Using the threaded rod I measured the replacement heads. I get approximately 85 degree angle. Some are more and some are less.
Here is a example using my rough measurement. The angle line tracing of the rod on the left is "stock". The angle line on the right is these heads with the previously(incorrectly) installed 3/8-16 thin-wall inserts.
P8140005.jpg
Stock apx 75* angle ------- Improper head(s), apx 85* angle. (ignore the pencil 70/80, it should be 75/85)
P8140007.jpgP8140006.jpg
Additionally, looking very closely on some locations I can see the original threads and bottom of the original hole. Clearly obvious when looking down deep. Some bolts bottom out on the original ledge left by the incorrectly angled inserts.
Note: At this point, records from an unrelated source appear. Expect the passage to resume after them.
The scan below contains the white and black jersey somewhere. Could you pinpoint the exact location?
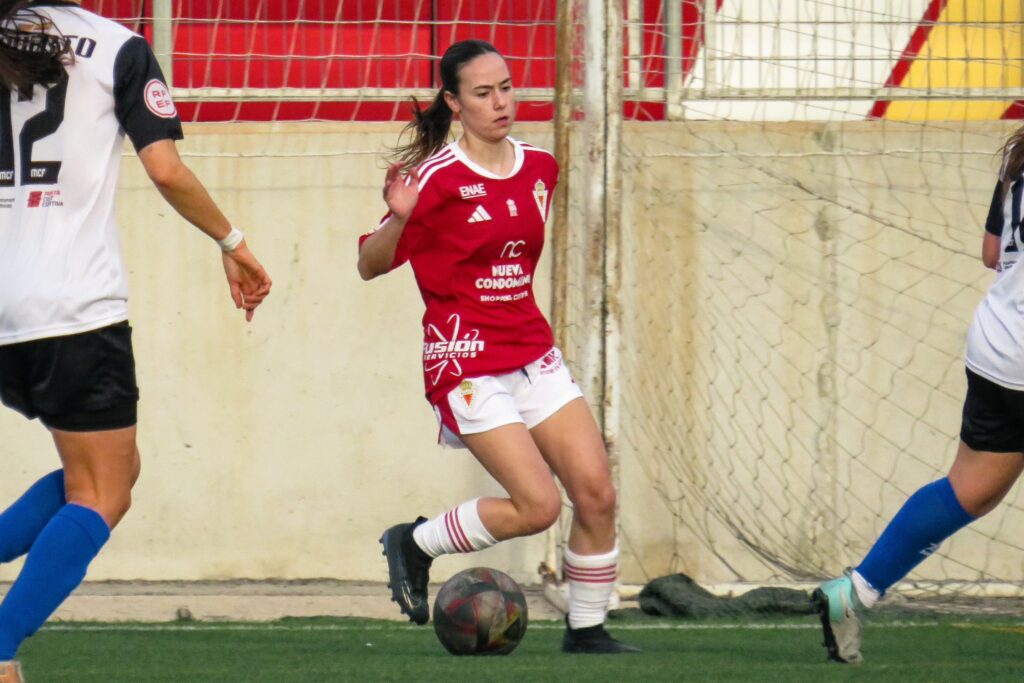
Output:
[0,1,182,344]
[967,163,1024,391]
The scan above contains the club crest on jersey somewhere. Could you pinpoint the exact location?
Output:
[534,180,548,220]
[469,205,490,223]
[143,78,178,119]
[459,182,487,200]
[459,380,473,405]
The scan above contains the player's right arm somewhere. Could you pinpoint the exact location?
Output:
[357,164,420,280]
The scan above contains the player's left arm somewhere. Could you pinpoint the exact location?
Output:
[138,140,271,321]
[114,36,271,321]
[981,180,1009,269]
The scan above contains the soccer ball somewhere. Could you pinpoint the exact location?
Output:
[434,567,526,654]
P8140009.jpgP8140013.jpgP8140014.jpg
Here is my plan and welcome your thoughts. The present inserts are 0.505 OD(measured). I did some research and they appear to be "Thin Wall" inserts.
I found "Heavy Wall" inserts here made by EZ-LOK. These are 9/16-12 external thread size and use a 31/64 tap drill.
Also available are "Extra Heavy Wall" thickness here. These are 5/8-11 external thread size and use a 17/32 tap drill.
I am leaning to use the "Extra Heavy" part. However, I have concerns....
After removing the incorrectly installed inserts, re-drilling may be difficult to achieve the correct 75* angle without loosing some OD wall thickness.
Another concern is there are 4 of 8 (IIRC) blind holes in each head. 4 pass through to the pushrod/rocker area. The others are unknown. I am concerned about the risk or drilling into the water jackets at the sides of the insert area. Depth can be controlled easily, but the width is fixed by the insert drill size. Edit...I just checked and there appear to be NO blind holes near water jackets.
I spoke with my machinist late yesterday and he agreed this plan should work, albeit with concerns above. He is ready to set up his Bridgeport to help me repair these heads. Of course I have to disassemble them from the block and protect them with wrap for shavings intrusion.
Any thoughts or concerns about my plan for repair is welcomed. Please keep in mind I have now milled a 3x2 intake manifold to fit this assembled engine and am committed to use these heads at this time. These are not "throw away" items. I must succeed and ask for your advice.